Blog | SparkFabrik

AI for developers: the open source software revolution

Written by SparkFabrik Team | Apr 17, 2025 12:18:04 PM

Generative AI and its accessibility through open source tools are transforming the development landscape. In this article, we explore the benefits and AI tools for developers, analyzing how they are fundamentally revolutionizing the software development process and redefining IT industry processes.

Open source and the spread of AI tools for developers 

Open source is playing a key role in the evolution of Generative Artificial Intelligence technologies, once again demonstrating its ability to drive innovation in emerging technology areas. A de facto standard for modern software solutions and cloud technologies, open technologies are now used by 90% of organizations worldwide. A trend that is also extending to the AI sector, which saw explosive growth in 2023-2024 and continues to expand rapidly.    

However, applying open source principles to generative AI raises unprecedented new challenges, such as adapting the definition of open source software to large language models (LLMs), which involve massive datasets, dedicated hardware and code. 

Despite these complexities, the open source ecosystem for GenAI is rapidly evolving in all areas of development; from runtime platforms and inference engines, to vector databases and development frameworks. Fact that shows how this approach is enabling communities and companies to collaborate to unlock the full potential of technologies that might otherwise be controlled by only a few players. 

How do developers feel about this ongoing revolution?

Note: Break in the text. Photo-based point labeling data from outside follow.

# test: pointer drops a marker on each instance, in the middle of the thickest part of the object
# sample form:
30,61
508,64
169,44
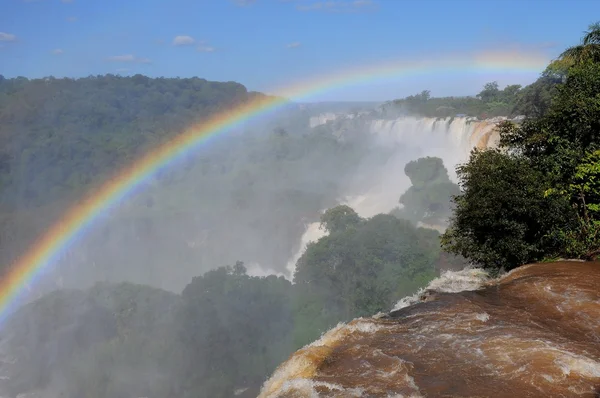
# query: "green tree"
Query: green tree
361,270
429,199
339,218
588,50
502,216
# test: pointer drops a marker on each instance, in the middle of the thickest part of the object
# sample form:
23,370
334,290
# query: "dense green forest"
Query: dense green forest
63,137
537,197
513,100
227,331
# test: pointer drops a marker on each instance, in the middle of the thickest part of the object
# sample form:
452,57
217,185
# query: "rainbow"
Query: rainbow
80,218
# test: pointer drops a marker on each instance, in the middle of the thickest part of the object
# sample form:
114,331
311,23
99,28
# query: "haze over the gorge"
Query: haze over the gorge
299,198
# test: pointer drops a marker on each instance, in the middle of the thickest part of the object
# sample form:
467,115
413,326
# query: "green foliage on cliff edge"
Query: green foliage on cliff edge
540,197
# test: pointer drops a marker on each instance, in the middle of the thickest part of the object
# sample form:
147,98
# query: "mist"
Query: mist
188,286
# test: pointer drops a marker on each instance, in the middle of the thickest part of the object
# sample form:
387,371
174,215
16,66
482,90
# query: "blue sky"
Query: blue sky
267,43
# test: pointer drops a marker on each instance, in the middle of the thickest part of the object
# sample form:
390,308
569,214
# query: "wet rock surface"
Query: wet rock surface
534,332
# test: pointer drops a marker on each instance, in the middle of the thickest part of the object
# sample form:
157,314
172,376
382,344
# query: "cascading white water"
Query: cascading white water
450,139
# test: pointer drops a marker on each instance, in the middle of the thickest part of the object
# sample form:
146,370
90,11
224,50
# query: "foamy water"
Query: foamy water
532,332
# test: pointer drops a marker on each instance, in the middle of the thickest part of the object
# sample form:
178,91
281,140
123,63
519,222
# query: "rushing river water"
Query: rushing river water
535,332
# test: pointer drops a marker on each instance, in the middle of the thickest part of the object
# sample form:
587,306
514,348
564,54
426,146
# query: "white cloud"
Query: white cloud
205,48
7,37
338,6
183,41
129,58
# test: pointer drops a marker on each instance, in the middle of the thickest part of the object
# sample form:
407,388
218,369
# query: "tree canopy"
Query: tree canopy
538,198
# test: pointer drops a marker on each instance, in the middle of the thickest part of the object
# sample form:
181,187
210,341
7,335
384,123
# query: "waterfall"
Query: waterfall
450,139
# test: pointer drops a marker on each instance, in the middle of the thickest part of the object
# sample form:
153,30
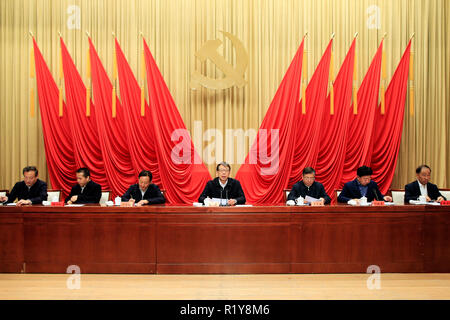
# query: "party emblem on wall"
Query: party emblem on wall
234,75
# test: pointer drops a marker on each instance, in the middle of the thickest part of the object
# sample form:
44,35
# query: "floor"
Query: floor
174,287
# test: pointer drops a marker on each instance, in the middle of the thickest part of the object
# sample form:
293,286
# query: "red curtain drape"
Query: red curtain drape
140,132
58,142
112,132
387,132
359,134
262,178
182,171
307,132
332,147
84,129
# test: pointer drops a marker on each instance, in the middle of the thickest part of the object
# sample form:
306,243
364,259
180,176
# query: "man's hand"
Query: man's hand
23,202
141,203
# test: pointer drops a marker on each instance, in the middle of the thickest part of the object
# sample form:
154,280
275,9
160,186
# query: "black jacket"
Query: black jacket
351,191
153,194
91,194
412,191
37,192
316,191
232,190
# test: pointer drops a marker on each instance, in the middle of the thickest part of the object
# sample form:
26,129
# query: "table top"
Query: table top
184,209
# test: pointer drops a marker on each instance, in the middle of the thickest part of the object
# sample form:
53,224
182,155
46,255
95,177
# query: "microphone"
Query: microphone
376,195
226,191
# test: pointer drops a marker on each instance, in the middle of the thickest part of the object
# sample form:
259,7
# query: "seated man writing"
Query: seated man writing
362,186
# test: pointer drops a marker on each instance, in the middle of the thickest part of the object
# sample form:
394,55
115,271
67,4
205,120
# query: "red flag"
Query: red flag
307,132
140,131
111,131
330,160
359,134
183,174
264,175
387,132
84,129
59,151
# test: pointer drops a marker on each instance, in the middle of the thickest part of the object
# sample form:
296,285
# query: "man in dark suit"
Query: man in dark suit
223,187
362,186
29,191
86,190
423,187
309,187
144,192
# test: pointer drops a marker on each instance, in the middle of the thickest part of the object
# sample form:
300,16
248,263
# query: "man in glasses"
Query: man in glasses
309,187
227,189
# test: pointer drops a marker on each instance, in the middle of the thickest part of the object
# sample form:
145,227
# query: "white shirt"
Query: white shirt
223,184
423,189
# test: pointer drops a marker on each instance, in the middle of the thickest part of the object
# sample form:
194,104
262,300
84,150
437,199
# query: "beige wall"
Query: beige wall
271,32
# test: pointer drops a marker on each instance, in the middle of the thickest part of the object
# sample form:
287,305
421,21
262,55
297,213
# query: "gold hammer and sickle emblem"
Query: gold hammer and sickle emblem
233,75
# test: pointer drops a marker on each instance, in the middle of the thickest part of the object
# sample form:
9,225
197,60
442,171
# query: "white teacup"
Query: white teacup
300,201
363,201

The sentiment of the development world, the perception of the current AI-dev scene, appears to be positive, with 72% of developers stating a favorable or very favorable position regarding the use of AI tools in the development workflow.  

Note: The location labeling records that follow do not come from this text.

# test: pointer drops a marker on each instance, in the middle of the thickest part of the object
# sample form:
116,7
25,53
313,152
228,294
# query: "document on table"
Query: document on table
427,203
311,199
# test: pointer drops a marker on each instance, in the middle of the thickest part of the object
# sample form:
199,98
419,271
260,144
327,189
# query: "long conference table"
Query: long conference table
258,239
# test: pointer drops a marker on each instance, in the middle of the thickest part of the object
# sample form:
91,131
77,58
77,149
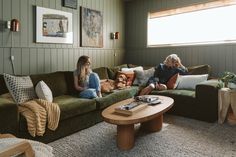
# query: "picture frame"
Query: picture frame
53,26
69,3
91,28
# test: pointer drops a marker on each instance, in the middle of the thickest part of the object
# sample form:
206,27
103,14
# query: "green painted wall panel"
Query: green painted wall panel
33,58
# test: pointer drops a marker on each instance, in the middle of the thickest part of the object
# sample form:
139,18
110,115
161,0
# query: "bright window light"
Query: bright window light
209,26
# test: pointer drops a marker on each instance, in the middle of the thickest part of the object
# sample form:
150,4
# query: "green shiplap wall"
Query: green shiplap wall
34,58
220,57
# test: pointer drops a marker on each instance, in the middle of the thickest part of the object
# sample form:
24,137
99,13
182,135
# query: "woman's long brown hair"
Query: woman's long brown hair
82,72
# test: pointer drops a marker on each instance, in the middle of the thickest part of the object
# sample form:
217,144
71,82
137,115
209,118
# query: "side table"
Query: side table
227,106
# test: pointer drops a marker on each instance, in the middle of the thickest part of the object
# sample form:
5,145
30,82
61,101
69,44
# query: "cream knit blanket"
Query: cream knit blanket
226,99
38,112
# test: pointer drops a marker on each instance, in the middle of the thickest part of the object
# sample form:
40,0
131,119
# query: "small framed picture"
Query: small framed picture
70,3
53,26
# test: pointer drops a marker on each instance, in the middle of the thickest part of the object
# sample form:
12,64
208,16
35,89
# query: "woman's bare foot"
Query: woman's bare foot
161,86
146,90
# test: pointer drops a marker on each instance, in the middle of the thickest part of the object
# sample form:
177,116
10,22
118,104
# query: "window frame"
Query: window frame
187,9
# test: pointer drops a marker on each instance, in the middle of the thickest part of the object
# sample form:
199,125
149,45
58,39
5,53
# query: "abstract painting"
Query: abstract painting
91,28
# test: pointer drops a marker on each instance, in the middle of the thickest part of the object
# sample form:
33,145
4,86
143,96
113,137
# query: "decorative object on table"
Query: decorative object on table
70,3
91,29
229,79
131,108
53,26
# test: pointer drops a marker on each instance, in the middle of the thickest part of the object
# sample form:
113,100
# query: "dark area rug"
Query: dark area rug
179,136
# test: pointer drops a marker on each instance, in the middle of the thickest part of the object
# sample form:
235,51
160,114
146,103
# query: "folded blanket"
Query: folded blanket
226,100
38,112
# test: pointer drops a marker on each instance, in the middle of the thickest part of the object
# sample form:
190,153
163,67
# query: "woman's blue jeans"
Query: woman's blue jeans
93,89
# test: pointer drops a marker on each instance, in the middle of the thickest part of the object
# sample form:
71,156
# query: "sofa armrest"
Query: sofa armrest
8,116
207,99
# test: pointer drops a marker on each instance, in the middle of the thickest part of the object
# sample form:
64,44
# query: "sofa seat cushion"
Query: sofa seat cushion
190,93
55,81
185,103
72,106
116,96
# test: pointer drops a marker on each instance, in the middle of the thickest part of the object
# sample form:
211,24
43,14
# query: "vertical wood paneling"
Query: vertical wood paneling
40,60
16,15
33,58
17,60
1,17
54,60
47,60
60,59
71,59
6,14
31,23
24,25
33,61
25,68
1,60
6,60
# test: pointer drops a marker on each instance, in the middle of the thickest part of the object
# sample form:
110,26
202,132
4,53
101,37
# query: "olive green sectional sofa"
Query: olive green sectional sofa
78,113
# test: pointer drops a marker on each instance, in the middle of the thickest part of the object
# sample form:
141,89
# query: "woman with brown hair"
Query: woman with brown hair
86,81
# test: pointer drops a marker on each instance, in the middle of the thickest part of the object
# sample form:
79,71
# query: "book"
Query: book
131,108
146,98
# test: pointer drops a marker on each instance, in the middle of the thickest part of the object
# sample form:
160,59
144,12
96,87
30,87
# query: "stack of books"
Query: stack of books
151,100
131,108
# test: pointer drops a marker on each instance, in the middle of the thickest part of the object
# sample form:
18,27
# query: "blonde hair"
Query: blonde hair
81,67
171,61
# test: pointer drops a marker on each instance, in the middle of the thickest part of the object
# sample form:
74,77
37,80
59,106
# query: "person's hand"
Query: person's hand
160,86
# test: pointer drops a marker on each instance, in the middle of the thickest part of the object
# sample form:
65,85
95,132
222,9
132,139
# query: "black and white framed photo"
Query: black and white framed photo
91,30
53,26
70,3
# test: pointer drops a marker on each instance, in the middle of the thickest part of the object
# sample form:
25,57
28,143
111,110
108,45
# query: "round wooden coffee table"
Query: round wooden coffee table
151,119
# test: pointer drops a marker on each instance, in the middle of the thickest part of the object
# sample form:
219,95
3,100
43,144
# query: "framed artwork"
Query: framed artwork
53,26
91,28
70,3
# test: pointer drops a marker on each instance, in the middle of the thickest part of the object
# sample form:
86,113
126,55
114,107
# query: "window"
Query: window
208,23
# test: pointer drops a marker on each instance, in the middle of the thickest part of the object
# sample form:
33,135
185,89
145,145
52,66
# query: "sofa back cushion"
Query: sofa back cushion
3,87
56,82
69,76
112,71
199,70
102,72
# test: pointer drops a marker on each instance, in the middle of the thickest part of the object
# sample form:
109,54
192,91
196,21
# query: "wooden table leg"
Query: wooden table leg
125,136
153,125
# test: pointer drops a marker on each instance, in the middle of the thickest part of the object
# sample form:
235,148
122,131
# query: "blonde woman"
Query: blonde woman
163,72
86,81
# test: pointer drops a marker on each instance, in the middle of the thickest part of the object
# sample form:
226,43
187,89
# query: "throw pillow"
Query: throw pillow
173,82
199,70
20,87
190,81
43,91
129,75
131,69
102,72
107,85
121,81
142,76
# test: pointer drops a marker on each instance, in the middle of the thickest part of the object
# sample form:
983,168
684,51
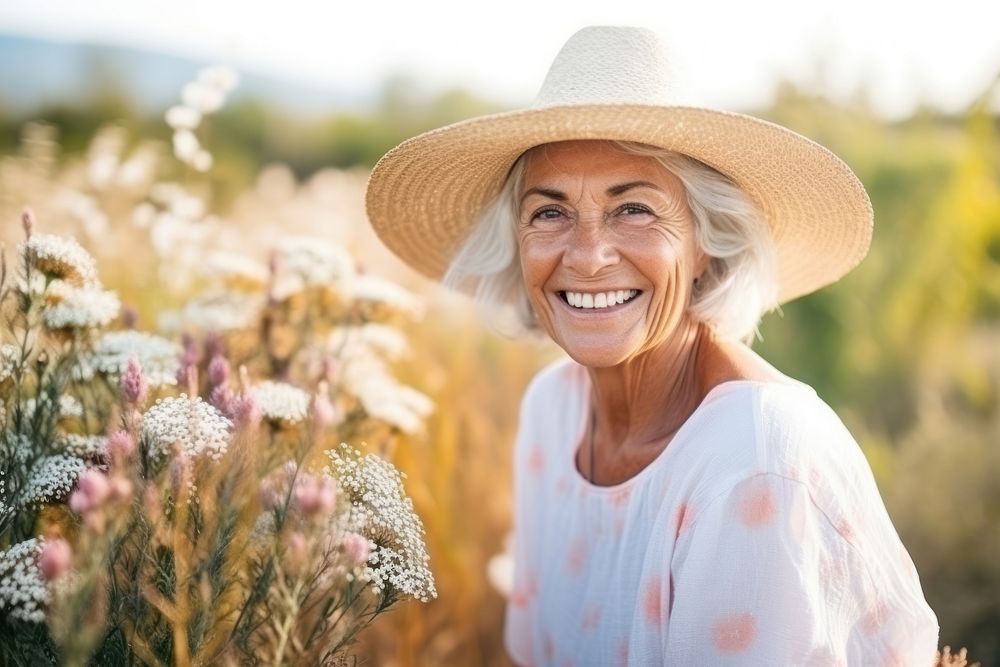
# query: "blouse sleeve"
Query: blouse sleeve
762,577
517,635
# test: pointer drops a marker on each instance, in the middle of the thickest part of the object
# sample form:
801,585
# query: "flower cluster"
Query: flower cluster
202,96
60,258
159,358
382,512
280,401
191,424
71,307
23,593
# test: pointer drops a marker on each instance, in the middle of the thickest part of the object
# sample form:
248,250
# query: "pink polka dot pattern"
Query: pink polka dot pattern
734,633
682,519
536,460
591,618
758,506
524,595
622,653
652,607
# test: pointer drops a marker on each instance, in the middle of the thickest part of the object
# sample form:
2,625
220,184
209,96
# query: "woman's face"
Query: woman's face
607,246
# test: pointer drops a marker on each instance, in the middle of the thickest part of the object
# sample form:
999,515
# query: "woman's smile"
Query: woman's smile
607,250
598,300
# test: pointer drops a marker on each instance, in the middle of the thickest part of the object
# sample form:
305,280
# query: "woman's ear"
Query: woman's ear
701,264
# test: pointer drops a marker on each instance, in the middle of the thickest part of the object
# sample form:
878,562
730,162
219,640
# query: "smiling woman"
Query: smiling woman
732,292
678,500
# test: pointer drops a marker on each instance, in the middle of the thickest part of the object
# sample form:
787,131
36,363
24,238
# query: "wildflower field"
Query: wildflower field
235,429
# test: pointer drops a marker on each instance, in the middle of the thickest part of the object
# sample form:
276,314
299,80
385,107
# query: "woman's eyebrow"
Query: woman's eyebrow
613,191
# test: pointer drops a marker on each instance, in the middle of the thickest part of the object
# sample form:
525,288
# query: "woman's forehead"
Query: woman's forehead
590,162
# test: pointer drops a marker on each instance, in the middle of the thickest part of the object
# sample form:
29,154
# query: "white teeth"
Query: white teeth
599,300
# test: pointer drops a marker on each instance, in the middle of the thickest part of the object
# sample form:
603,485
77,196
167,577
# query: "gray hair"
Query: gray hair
735,291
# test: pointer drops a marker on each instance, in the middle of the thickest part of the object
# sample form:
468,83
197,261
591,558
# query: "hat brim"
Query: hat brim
423,195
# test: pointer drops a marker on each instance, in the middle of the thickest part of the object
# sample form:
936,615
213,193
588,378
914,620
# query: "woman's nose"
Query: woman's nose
590,248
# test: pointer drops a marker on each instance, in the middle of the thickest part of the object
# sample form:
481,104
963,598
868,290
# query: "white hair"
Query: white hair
737,288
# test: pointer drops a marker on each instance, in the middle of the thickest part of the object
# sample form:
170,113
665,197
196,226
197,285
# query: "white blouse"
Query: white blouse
757,537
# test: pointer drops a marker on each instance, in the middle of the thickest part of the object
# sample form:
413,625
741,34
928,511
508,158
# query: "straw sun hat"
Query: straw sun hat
616,83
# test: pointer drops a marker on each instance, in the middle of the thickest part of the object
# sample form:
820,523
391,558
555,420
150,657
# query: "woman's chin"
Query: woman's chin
598,355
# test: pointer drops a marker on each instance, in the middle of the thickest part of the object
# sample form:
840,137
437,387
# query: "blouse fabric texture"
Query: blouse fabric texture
756,537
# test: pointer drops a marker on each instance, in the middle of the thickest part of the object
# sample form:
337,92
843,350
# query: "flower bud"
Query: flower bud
134,385
218,371
55,558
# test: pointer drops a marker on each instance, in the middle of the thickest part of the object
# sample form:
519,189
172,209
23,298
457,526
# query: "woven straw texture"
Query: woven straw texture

So, let's see in more detail what areas of work are affected by new AI tools for developers, and in particular the open source tools analyzed by Paolo Mainardi, CTO of SparkFabrik, for Linux Foundation Newsroom.

What is Open Source AI?

Open Source AI represents an approach to Artificial Intelligence in which models, tools and datasets are publicly accessible, and developers and companies can contribute, modify and deploy technologies without having to depend on proprietary solutions.. This model follows open source principles already established in the traditional software industry, with the goal of making AI more transparent, collaborative, and accessible to a broad community of innovators.

Mozilla recently proposed a more structured definition of Open Source AI, emphasizing that “to be truly open source, an AI system must provide access and editing capabilities to all of its key components: code, data, and models”. Mozilla, Open Source AI Definition】 This point is crucial because many AI solutions, while claiming to be open, limit access to training datasets or model weights, creating a kind of “ half open source.”

McKinsey also highlights this problem, stating that “open source AI offers greater transparency and customization, but poses crucial questions about governance, security, and scalability”.【McKinsey, Open Source in the Age of AI】 The adoption of open AI models therefore requires a balance between innovation and risk management, especially considering emerging ethical and regulatory implications, such as the European AI Act.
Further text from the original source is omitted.